一种用于结直肠病变多模态分类的病理关注多实例学习框架。

A pathology-attention multi-instance learning framework for multimodal classification of colorectal lesions.

作者信息

Fu Fanglei, Zhang Xeimei, Wang Zhaoxuan, Xie Luxi, Fu Mingxi, Peng Jing, Wu Jianfeng, Wang Zhe, Guan Tian, He Yonghong, Lin Jin-Shun, Zhu Lianghui, Dai Wenbin

机构信息

Department of Life and Health, Shenzhen International Graduate School, Tsinghua University, Shenzhen, Guangdong, China.

Department of Pathology, Liuzhou People's Hospital Affiliated to Guangxi Medical University, Liuzhou, Guangxi, China.

出版信息

Front Pharmacol. 2025 Jun 6;16:1592950. doi: 10.3389/fphar.2025.1592950. eCollection 2025.

DOI:10.3389/fphar.2025.1592950

PMID:40548052

原文链接:https://pmc.ncbi.nlm.nih.gov/articles/PMC12179520/

Abstract

INTRODUCTION

Colorectal cancer is the third most common cancer worldwide, and accurate pathological diagnosis is crucial for clinical intervention and prognosis assessment. Although deep learning has shown promise in classifying whole slide images (WSIs) in digital pathology, existing weakly supervised methods struggle to fully model the multimodal diagnostic process, which involves both visual feature analysis and pathological knowledge. Additionally, staining variability and tissue heterogeneity hinder model generalization.

METHODS

We propose a multimodal weakly supervised learning framework named PAT-MIL (Pathology-Attention-MIL), which performs five-class WSI-level classification. The model integrates dynamic attention mechanisms with expert-defined text prototypes. It includes: (1) the construction of pathology knowledge-driven text prototypes for semantic guidance, (2) a refinement strategy that gradually adjusts category centers to adaptively improve prototype distribution, and (3) a loss balancing method that dynamically adjusts training weights based on gradient feedback to optimize both visual clustering and semantic alignment.

RESULTS

PAT-MIL achieves an accuracy of 86.45% (AUC = 0.9624) on an internal five-class dataset, outperforming ABMIL and DSMIL by +2.96% and +2.19%, respectively. On external datasets CRS-2024 and UniToPatho, the model reaches 95.78% and 84.09% accuracy, exceeding the best baselines by 2.22% and 5.68%, respectively.

DISCUSSION

These results demonstrate that PAT-MIL effectively mitigates staining variability and enhances cross-center generalization through the collaborative modeling of visual and textual modalities.

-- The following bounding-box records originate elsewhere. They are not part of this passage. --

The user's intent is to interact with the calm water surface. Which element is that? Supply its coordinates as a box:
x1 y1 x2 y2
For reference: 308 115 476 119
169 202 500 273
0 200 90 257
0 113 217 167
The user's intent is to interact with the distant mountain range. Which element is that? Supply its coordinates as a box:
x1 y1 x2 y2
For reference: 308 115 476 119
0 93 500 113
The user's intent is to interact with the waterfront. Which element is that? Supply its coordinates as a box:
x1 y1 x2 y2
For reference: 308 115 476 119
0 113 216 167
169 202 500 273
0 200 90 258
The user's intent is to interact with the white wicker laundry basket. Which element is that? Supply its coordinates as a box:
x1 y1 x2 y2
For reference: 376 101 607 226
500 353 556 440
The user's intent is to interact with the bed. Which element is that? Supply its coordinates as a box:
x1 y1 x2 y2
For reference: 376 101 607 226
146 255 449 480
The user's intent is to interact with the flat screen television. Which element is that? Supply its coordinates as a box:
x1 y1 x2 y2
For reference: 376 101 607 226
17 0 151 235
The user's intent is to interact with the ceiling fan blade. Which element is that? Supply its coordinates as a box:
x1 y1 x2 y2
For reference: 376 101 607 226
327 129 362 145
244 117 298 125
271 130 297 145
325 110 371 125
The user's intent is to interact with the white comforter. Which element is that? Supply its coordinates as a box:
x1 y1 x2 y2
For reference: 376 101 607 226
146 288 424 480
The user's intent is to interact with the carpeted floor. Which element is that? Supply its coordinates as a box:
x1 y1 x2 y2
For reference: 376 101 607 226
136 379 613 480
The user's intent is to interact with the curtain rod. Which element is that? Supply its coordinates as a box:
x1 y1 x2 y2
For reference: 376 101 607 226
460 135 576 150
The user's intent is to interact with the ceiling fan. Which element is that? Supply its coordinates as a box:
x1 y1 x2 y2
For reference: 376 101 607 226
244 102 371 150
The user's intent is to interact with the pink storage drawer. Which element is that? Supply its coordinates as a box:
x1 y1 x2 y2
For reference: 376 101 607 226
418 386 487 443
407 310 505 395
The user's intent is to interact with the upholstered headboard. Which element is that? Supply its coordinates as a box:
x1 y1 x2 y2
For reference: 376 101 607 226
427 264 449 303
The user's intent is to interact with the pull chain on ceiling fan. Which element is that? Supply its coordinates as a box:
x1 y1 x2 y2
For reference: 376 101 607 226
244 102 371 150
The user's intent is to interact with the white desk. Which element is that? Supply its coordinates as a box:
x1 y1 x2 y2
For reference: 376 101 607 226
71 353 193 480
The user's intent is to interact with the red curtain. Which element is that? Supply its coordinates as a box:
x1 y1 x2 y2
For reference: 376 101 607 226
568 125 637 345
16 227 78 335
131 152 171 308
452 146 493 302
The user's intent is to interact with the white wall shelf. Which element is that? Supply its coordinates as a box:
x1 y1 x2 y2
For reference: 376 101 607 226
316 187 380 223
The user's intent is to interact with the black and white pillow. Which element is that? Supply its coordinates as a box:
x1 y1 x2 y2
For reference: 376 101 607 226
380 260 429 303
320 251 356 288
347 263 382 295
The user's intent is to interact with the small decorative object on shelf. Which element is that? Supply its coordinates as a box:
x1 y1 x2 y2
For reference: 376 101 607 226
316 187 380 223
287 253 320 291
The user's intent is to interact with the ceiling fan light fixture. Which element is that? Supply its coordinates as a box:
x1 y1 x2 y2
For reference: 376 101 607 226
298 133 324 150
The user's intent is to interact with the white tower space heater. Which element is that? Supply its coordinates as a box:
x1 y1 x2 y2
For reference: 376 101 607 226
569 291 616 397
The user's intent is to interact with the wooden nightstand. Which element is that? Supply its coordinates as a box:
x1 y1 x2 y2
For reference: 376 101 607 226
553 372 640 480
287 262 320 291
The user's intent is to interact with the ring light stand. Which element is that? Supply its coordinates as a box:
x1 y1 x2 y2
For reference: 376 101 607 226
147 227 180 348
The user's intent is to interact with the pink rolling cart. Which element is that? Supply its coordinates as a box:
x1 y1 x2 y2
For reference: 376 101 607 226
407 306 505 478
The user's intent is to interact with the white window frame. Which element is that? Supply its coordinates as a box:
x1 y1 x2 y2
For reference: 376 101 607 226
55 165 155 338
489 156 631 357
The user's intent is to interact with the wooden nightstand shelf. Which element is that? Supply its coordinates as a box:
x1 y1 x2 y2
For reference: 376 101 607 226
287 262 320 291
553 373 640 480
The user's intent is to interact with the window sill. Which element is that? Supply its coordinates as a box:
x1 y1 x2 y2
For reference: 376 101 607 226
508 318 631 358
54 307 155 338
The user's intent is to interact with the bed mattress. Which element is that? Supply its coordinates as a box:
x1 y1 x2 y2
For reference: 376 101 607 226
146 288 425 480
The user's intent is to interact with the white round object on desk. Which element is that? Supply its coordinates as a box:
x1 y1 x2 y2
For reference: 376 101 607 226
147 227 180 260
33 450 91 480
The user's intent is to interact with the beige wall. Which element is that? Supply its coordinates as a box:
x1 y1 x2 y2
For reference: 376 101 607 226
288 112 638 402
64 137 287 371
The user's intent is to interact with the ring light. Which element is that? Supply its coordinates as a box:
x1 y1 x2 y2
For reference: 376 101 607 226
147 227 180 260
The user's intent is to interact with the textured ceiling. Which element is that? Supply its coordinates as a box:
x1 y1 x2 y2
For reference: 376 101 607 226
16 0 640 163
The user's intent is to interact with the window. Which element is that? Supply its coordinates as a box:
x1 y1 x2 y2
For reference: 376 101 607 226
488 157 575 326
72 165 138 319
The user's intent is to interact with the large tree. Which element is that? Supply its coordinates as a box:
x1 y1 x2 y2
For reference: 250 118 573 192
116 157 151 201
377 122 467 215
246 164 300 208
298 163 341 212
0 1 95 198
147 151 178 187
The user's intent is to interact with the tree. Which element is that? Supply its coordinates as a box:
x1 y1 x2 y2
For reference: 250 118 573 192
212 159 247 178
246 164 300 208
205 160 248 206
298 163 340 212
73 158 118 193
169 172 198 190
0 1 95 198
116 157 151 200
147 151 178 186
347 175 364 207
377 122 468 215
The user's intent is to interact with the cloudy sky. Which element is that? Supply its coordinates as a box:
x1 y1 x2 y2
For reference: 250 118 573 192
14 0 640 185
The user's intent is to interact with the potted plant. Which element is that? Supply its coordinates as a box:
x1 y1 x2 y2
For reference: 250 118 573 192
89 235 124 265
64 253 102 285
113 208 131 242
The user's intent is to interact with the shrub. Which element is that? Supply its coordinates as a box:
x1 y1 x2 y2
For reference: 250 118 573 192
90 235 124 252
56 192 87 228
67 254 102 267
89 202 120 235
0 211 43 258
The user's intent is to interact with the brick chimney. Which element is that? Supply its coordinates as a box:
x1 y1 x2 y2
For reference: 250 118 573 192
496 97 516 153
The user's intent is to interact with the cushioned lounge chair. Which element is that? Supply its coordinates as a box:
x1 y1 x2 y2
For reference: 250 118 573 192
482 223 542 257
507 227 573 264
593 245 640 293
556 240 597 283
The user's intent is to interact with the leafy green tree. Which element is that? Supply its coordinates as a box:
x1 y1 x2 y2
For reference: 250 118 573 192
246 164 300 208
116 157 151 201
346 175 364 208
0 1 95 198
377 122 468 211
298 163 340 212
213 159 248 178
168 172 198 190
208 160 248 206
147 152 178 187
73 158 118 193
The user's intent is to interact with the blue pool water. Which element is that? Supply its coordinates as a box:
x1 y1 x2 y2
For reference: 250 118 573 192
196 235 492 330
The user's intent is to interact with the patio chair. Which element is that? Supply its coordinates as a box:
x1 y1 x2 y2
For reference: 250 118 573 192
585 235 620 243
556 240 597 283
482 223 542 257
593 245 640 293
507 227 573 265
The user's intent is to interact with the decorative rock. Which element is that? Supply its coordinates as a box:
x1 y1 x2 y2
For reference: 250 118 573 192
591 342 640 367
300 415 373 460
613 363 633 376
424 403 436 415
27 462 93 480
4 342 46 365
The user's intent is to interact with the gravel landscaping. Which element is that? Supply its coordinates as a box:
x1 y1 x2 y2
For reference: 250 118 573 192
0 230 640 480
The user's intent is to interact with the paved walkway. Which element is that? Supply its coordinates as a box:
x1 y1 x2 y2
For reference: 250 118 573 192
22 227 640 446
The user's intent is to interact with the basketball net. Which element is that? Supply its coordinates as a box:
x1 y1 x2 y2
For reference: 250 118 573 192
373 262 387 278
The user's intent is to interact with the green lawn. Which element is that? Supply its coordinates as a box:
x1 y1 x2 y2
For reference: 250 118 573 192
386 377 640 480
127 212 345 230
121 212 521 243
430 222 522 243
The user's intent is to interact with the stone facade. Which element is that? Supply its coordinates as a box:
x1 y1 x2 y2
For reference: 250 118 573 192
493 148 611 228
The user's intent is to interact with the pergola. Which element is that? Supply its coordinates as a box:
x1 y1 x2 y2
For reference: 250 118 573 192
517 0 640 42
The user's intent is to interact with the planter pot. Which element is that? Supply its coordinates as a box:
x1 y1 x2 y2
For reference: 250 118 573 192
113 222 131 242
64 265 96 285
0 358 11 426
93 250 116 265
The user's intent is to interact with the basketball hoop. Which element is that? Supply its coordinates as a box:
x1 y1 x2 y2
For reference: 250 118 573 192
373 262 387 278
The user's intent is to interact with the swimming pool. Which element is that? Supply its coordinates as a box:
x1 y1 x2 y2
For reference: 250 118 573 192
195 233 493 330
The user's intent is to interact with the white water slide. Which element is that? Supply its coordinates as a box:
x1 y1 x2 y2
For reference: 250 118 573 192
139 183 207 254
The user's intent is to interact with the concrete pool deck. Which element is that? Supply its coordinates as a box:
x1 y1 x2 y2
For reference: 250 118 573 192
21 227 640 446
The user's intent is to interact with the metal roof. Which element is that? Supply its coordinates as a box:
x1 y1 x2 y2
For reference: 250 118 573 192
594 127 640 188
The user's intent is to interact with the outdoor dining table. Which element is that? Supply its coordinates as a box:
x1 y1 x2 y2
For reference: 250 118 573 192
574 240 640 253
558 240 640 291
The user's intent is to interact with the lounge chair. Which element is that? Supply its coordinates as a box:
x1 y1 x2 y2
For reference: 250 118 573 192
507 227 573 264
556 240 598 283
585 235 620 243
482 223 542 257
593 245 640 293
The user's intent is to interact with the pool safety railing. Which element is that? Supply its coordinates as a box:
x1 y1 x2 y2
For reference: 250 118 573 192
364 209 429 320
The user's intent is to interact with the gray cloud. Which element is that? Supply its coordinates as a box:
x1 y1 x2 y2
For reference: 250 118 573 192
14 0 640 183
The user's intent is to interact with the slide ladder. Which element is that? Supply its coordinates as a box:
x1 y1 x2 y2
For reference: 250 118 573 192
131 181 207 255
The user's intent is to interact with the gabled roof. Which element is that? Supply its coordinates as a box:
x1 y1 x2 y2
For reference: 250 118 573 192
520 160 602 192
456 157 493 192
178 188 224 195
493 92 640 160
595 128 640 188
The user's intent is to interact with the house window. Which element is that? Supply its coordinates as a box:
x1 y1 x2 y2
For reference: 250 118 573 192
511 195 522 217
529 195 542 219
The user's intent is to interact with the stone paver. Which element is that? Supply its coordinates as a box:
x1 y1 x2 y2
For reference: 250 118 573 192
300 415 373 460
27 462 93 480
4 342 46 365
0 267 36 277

It provides a robust solution for colorectal lesion classification without relying on pixel-level annotations, advancing the field of multimodal pathological image analysis.

摘要

引言

结直肠癌是全球第三大常见癌症，准确的病理诊断对于临床干预和预后评估至关重要。尽管深度学习在数字病理学中对全切片图像（WSIs）分类方面显示出了潜力，但现有的弱监督方法难以对涉及视觉特征分析和病理知识的多模态诊断过程进行充分建模。此外，染色变异性和组织异质性阻碍了模型的泛化能力。

方法

我们提出了一种名为PAT-MIL（Pathology-Attention-MIL）的多模态弱监督学习框架，用于进行五类WSI级别的分类。该模型将动态注意力机制与专家定义的文本原型相结合。它包括：（1）构建病理知识驱动的文本原型以进行语义指导，（2）一种逐步调整类别中心以自适应改善原型分布的细化策略，以及（3）一种基于梯度反馈动态调整训练权重以优化视觉聚类和语义对齐的损失平衡方法。